Tensions are rising between Turkey and Iran. First, Tehran was angered by statements the Turkish prime minister made last week in which he said he understood why Iranian students had taken to the streets to protest. Then early this week, Iran accused Turkey of air strikes across the border. RFE/RL correspondent Gokalp Bayramli reports from Ankara on developments.
Ankara, 20 July 1999 (RFE/RL) -- Turkey yesterday formally denied Iranian claims that its air force had bombed an Iranian border post and Iranian villages on Sunday, killing five people and injuring 10 others.
Turkish Prime Minister Bulent Ecevit made a short statement broadcast on Turkish television yesterday afternoon:
"I have talked to the general staff about this. They told me that there has not been any incident."
Turkey's Defense Minister Sabahattin Cakmakoglu also publicly denied the Iranian claim. After meeting with Iran's ambassador to Ankara, Cakmakoglu said that no Turkish planes violated Iranian air space.
Cakmakoglu conceded that Turkey sometimes organizes operations near the border in what he termed "hot pursuit" of rebels from the Kurdistan Workers' Party (PKK). But he said that no operation had infringed on Iranian territory in this case.
The Turkish denials followed claims by Iranian officials that Turkish warplanes bombarded a military outpost at Piranshahr, close to Turkey but along Iran's border with Iraq. They also said a second area five kms inside Iranian territory was hit.
According to Iran's official IRNA news agency, a foreign ministry official has demanded that Turkey provide a formal apology along with a convincing explanation and a pledge to repair the damage.
Additionally, Iran's armed forces issued a statement condemning the attack as a violation of international law. The Iranian Armed Forces' General Command said Iran "reserves the right to respond" if there is no proper explanation from Ankara.
The Turkish military general staff yesterday issued a statement claiming that Iranian officials were attempting to create an artificial crisis in order to distract attention away from Iran's internal problems. It was an apparent reference to protests by Iranian students, who turned out in the thousands in Tehran and other cities in a series of demonstrations earlier this month. The students demanded reforms and in some cases openly criticized the country's supreme leader, Ayatollah Ali Khamenei, and other conservative clerics.
Turkish Prime Minister Ecevit last week expressed sympathy for the students and suggested that their criticisms of the hard-line clerics who hold ultimate power in Iran were legitimate. Ecevit spoke on Turkish television last week:
"The Iranian people are very sophisticated. They have a rich history. I believe they can't live under a repressive regime. Therefore, their movement is natural. But we cannot, and don't want to interfere in their internal affairs. We hope these events can be good for the Iranian people."
His comments prompted protests from Tehran.

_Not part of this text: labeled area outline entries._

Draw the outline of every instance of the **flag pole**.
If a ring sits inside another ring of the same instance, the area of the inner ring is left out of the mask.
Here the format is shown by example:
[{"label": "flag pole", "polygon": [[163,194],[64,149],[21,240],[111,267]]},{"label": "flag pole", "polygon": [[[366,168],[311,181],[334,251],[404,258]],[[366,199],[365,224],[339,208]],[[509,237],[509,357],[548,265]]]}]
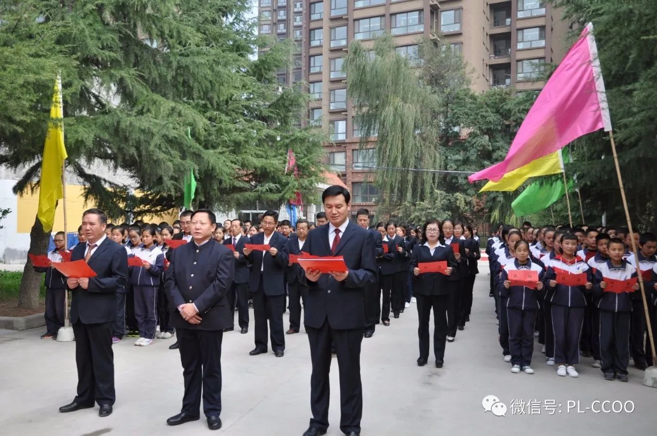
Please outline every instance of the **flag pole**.
[{"label": "flag pole", "polygon": [[627,229],[629,229],[629,237],[632,241],[632,252],[634,253],[634,258],[636,259],[637,276],[639,278],[639,287],[641,291],[641,299],[643,301],[643,315],[646,318],[646,325],[648,328],[648,337],[650,339],[650,350],[652,352],[653,364],[657,363],[657,353],[655,352],[655,341],[652,336],[652,326],[650,325],[650,318],[648,308],[648,300],[646,299],[645,284],[643,282],[643,276],[641,274],[641,269],[639,263],[639,252],[637,250],[637,243],[634,240],[634,231],[632,230],[632,221],[629,217],[629,209],[627,208],[627,200],[625,197],[625,188],[623,186],[623,178],[620,174],[620,165],[618,165],[618,156],[616,155],[616,142],[614,141],[614,132],[609,131],[609,139],[612,143],[612,154],[614,155],[614,164],[616,165],[616,176],[618,177],[618,186],[620,188],[620,196],[623,200],[623,207],[625,209],[625,217],[627,221]]}]

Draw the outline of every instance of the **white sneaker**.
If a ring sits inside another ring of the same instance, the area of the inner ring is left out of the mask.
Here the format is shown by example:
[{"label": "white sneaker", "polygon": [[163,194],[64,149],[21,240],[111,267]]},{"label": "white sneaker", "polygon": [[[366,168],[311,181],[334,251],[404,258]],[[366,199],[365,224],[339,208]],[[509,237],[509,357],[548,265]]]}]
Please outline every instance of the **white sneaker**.
[{"label": "white sneaker", "polygon": [[568,365],[568,367],[566,368],[566,372],[571,377],[579,377],[579,373],[577,372],[575,367],[572,365]]}]

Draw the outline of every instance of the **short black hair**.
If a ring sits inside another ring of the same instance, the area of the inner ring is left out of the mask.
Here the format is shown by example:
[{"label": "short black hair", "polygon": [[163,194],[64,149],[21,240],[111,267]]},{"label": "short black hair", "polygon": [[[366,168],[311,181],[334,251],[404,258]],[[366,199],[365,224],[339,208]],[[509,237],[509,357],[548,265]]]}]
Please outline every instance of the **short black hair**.
[{"label": "short black hair", "polygon": [[[185,213],[185,212],[183,212],[183,213]],[[213,212],[212,211],[211,211],[209,209],[204,209],[204,208],[197,209],[195,211],[192,212],[191,217],[194,218],[194,215],[195,215],[196,213],[207,213],[208,214],[208,218],[210,219],[210,224],[216,224],[217,223],[217,215],[215,215],[214,214],[214,212]],[[183,216],[183,215],[181,215],[180,216]]]},{"label": "short black hair", "polygon": [[349,204],[349,202],[351,201],[351,196],[349,194],[348,189],[339,185],[333,185],[325,189],[324,192],[322,192],[322,203],[324,203],[327,197],[334,197],[338,195],[344,197],[344,202],[347,204]]},{"label": "short black hair", "polygon": [[100,209],[87,209],[82,213],[82,217],[84,218],[87,215],[98,215],[98,220],[101,221],[101,224],[107,224],[107,215]]}]

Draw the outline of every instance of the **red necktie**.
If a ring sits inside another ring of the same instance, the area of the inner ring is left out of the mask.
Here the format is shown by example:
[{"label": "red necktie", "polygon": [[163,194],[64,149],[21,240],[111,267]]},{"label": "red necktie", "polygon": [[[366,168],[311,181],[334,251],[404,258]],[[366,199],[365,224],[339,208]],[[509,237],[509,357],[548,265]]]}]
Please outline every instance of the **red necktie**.
[{"label": "red necktie", "polygon": [[333,254],[335,254],[336,251],[338,250],[338,244],[340,244],[340,229],[335,229],[335,238],[333,238],[333,244],[330,246],[330,251]]}]

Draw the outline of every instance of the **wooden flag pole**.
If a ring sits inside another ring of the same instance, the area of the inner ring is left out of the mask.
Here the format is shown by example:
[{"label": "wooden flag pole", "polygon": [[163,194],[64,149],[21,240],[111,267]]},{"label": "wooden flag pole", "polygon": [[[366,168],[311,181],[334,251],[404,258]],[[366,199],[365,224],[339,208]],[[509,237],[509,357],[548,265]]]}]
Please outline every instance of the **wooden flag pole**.
[{"label": "wooden flag pole", "polygon": [[618,156],[616,152],[616,142],[614,141],[614,132],[609,131],[609,139],[612,142],[612,154],[614,155],[614,164],[616,165],[616,175],[618,177],[618,186],[620,188],[620,196],[623,200],[623,207],[625,209],[625,217],[627,221],[627,229],[629,229],[629,238],[632,241],[632,251],[634,258],[637,260],[637,276],[639,278],[639,287],[641,291],[641,299],[643,301],[643,312],[646,318],[646,325],[648,328],[648,338],[650,343],[650,351],[652,352],[653,364],[657,363],[657,353],[655,352],[655,341],[652,336],[652,326],[650,325],[650,318],[648,308],[648,300],[646,299],[645,286],[643,276],[641,274],[641,267],[639,263],[639,251],[637,250],[637,243],[634,240],[634,231],[632,230],[632,221],[629,217],[629,209],[627,208],[627,200],[625,197],[625,188],[623,186],[623,178],[620,174],[620,165],[618,165]]}]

Iranian authorities have since claimed that the protests were, in fact, engineered in Turkey and in other foreign countries.

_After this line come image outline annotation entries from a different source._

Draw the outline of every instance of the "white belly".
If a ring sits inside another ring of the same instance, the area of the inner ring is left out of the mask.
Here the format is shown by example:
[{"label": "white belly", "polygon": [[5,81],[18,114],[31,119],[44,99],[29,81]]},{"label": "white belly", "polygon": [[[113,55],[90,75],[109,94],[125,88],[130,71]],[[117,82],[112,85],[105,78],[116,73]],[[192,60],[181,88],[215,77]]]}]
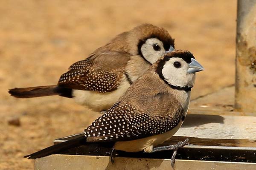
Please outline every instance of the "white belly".
[{"label": "white belly", "polygon": [[108,109],[130,87],[127,81],[122,81],[118,88],[113,91],[99,93],[97,91],[73,90],[73,96],[78,103],[87,106],[96,111]]},{"label": "white belly", "polygon": [[140,139],[116,142],[115,144],[115,149],[128,152],[136,152],[143,150],[145,152],[152,152],[153,147],[171,138],[183,123],[183,121],[181,121],[174,128],[162,134]]},{"label": "white belly", "polygon": [[[186,117],[189,104],[190,92],[180,91],[176,93],[176,99],[182,104],[184,110],[183,116]],[[181,120],[174,128],[162,134],[140,139],[116,142],[115,144],[115,149],[128,152],[139,152],[143,150],[145,152],[151,152],[154,147],[171,138],[179,130],[183,122]]]}]

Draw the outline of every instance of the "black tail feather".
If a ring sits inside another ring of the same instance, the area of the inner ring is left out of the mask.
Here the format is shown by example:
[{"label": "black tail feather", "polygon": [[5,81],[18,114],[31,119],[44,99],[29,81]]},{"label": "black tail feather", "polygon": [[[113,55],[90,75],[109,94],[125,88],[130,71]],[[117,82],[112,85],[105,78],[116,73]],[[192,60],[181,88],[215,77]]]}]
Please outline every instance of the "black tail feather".
[{"label": "black tail feather", "polygon": [[44,96],[60,95],[72,98],[72,89],[58,85],[47,85],[9,90],[11,96],[19,98],[29,98]]},{"label": "black tail feather", "polygon": [[28,158],[29,159],[41,158],[50,155],[58,153],[62,151],[76,146],[85,144],[86,143],[85,136],[84,135],[80,135],[77,138],[51,146],[38,152],[26,155],[24,157]]}]

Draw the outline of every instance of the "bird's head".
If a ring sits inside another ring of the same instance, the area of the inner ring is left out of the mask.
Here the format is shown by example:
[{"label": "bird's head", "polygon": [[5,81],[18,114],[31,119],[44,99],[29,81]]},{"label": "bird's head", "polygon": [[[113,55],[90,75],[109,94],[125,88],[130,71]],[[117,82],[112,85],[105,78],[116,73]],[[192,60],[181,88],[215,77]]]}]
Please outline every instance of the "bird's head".
[{"label": "bird's head", "polygon": [[174,49],[174,39],[163,28],[142,24],[131,30],[130,34],[135,42],[134,52],[151,64],[166,51]]},{"label": "bird's head", "polygon": [[194,85],[195,73],[204,69],[191,53],[181,50],[166,53],[155,65],[160,77],[177,88],[191,89]]},{"label": "bird's head", "polygon": [[164,28],[146,23],[117,35],[107,46],[111,50],[139,55],[152,64],[174,49],[174,39]]}]

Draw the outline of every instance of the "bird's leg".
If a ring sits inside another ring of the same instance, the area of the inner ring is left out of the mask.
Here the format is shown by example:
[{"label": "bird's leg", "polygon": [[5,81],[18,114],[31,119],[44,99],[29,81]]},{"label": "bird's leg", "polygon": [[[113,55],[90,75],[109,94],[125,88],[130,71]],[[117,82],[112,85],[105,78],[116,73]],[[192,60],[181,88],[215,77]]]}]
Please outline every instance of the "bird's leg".
[{"label": "bird's leg", "polygon": [[111,149],[111,151],[110,151],[110,161],[112,164],[114,164],[114,158],[116,157],[115,150],[115,149],[113,147]]},{"label": "bird's leg", "polygon": [[160,146],[153,148],[152,152],[160,151],[165,150],[174,150],[171,159],[171,164],[172,169],[175,170],[174,164],[175,163],[175,157],[177,154],[177,150],[180,147],[182,147],[186,144],[189,144],[188,139],[186,139],[183,142],[180,141],[177,144],[169,146]]}]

IRNA said on Sunday that "according to confessions and information received by the Intelligence Ministry, those who had an active role in the recent riots were guided and supported from abroad." It was further claimed that several "infiltrators" arrested during the unrest had attended "counterrevolutionary" meetings during visits to the United States, Turkey and other European countries.

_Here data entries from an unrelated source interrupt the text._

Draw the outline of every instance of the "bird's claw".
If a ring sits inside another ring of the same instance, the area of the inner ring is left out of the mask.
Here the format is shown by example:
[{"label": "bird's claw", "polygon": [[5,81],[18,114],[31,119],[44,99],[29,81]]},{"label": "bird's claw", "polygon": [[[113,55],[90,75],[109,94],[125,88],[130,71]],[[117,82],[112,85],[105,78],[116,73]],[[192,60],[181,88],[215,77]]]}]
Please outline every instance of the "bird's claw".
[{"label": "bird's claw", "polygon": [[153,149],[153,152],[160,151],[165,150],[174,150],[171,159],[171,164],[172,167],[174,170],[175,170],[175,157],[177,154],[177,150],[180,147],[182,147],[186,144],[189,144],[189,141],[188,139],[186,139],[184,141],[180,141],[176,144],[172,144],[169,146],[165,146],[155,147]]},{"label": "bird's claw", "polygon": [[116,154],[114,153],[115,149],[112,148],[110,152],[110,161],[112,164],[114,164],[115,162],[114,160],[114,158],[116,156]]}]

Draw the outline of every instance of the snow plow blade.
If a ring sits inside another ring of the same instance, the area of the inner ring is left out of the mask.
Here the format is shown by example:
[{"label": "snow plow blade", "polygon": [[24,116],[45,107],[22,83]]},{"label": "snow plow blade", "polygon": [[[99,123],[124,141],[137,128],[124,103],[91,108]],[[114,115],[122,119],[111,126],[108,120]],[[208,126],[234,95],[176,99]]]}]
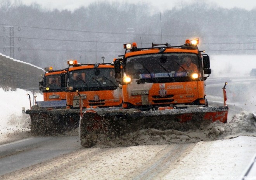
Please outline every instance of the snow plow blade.
[{"label": "snow plow blade", "polygon": [[63,134],[78,127],[79,109],[30,109],[31,132],[37,136]]},{"label": "snow plow blade", "polygon": [[[227,121],[227,106],[141,111],[136,109],[88,109],[80,120],[81,145],[95,145],[100,137],[114,138],[143,129],[188,131],[202,123]],[[192,127],[194,126],[194,127]]]}]

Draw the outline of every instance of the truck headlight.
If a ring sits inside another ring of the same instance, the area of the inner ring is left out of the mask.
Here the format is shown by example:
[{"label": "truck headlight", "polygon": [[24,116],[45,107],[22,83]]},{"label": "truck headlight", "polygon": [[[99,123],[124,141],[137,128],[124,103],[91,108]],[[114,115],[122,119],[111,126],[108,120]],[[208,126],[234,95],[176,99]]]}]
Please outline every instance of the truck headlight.
[{"label": "truck headlight", "polygon": [[125,77],[124,78],[124,82],[126,83],[128,83],[131,82],[131,78],[130,77]]},{"label": "truck headlight", "polygon": [[198,74],[197,73],[194,73],[192,74],[192,75],[191,76],[192,77],[192,78],[193,79],[196,79],[198,78]]}]

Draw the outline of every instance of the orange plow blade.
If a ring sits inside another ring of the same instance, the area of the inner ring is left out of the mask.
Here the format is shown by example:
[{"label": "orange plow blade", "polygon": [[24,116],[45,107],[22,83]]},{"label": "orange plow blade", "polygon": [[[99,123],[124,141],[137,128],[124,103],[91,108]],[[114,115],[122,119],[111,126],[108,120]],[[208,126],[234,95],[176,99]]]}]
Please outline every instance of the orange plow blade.
[{"label": "orange plow blade", "polygon": [[91,147],[99,137],[111,139],[144,129],[186,131],[202,123],[227,122],[228,106],[141,111],[136,109],[100,108],[88,110],[80,119],[81,145]]}]

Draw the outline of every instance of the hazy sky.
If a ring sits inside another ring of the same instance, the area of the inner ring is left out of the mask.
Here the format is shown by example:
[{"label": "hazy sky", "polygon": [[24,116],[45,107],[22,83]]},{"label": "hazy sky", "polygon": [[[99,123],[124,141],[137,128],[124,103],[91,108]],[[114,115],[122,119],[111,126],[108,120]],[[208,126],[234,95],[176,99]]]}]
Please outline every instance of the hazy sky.
[{"label": "hazy sky", "polygon": [[159,10],[161,12],[171,9],[174,6],[180,7],[182,5],[195,1],[207,2],[211,4],[228,8],[236,7],[251,10],[256,8],[255,0],[21,0],[21,1],[26,5],[36,2],[41,5],[43,8],[50,10],[57,8],[59,10],[67,9],[70,10],[73,10],[81,6],[86,7],[92,2],[103,1],[126,2],[133,3],[138,3],[138,2],[146,2],[151,5],[155,10]]}]

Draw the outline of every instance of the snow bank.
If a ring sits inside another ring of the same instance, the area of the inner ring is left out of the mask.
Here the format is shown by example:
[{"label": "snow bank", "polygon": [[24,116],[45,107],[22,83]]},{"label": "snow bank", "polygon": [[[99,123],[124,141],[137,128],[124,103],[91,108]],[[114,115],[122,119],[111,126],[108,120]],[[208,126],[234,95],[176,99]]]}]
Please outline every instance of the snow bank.
[{"label": "snow bank", "polygon": [[[25,110],[30,109],[28,93],[33,98],[33,93],[30,91],[21,89],[17,89],[16,90],[8,89],[4,90],[0,88],[1,97],[0,142],[7,139],[11,141],[11,137],[17,133],[20,133],[19,136],[26,136],[26,132],[29,130],[30,119],[29,115],[22,113],[22,107],[24,108]],[[36,100],[43,100],[42,94],[36,92],[35,93],[35,95],[36,96]],[[32,105],[33,99],[31,99]]]},{"label": "snow bank", "polygon": [[110,148],[131,146],[187,143],[228,139],[240,136],[256,137],[256,120],[252,113],[237,114],[230,122],[219,121],[202,124],[199,129],[183,132],[170,129],[143,129],[112,139],[102,137],[96,147]]}]

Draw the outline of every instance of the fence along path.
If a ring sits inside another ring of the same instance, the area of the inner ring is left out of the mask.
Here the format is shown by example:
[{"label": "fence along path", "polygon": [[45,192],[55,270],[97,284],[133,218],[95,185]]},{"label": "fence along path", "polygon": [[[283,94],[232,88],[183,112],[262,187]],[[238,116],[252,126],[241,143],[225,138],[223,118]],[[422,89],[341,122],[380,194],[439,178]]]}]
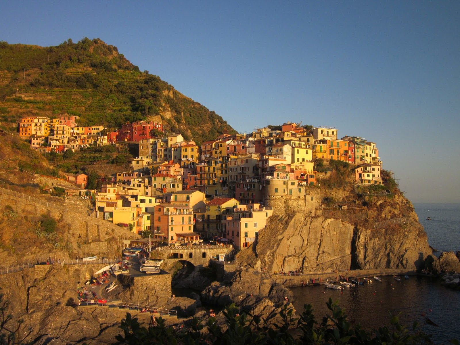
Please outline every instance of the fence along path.
[{"label": "fence along path", "polygon": [[392,218],[391,219],[382,220],[381,222],[377,222],[374,223],[374,229],[381,229],[382,228],[391,224],[402,224],[410,220],[410,218],[402,217],[401,218]]},{"label": "fence along path", "polygon": [[114,307],[119,308],[128,308],[131,309],[140,309],[145,310],[153,313],[158,313],[160,315],[170,315],[175,316],[177,315],[177,311],[175,310],[170,309],[165,309],[163,308],[156,308],[149,305],[144,305],[140,303],[130,303],[127,302],[122,302],[121,301],[113,301],[110,299],[106,300],[106,302],[100,302],[98,299],[92,300],[92,302],[81,302],[79,304],[80,306],[102,306],[104,305],[112,305]]},{"label": "fence along path", "polygon": [[3,188],[1,187],[0,187],[0,193],[6,195],[15,196],[17,198],[23,199],[25,200],[27,200],[31,202],[33,202],[34,204],[41,205],[42,206],[45,206],[50,208],[54,208],[55,209],[58,210],[61,212],[68,212],[69,211],[68,209],[66,207],[63,207],[63,206],[57,205],[53,202],[48,202],[48,201],[43,201],[41,199],[38,199],[34,196],[31,196],[28,195],[27,194],[15,192],[14,190],[6,189],[6,188]]}]

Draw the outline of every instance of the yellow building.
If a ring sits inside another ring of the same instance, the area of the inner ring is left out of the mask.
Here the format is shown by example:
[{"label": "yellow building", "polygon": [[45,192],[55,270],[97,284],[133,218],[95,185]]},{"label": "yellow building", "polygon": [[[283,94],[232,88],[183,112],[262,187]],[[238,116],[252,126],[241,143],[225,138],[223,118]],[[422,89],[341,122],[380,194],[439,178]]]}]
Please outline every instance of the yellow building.
[{"label": "yellow building", "polygon": [[326,142],[318,141],[311,147],[311,153],[313,159],[316,158],[329,158],[328,149],[328,144]]}]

Adding to the stream of bilateral accusations, Turkish officials claim that Iran has harbored PKK rebels, who are fighting for autonomy in southeast Turkey. Iran has denied the accusation.
While tensions are heightened between Ankara and Tehran, it seems unlikely that Iran will take any precipitous action. Turkey -- as a NATO member and regional military power -- would be a dangerous adversary.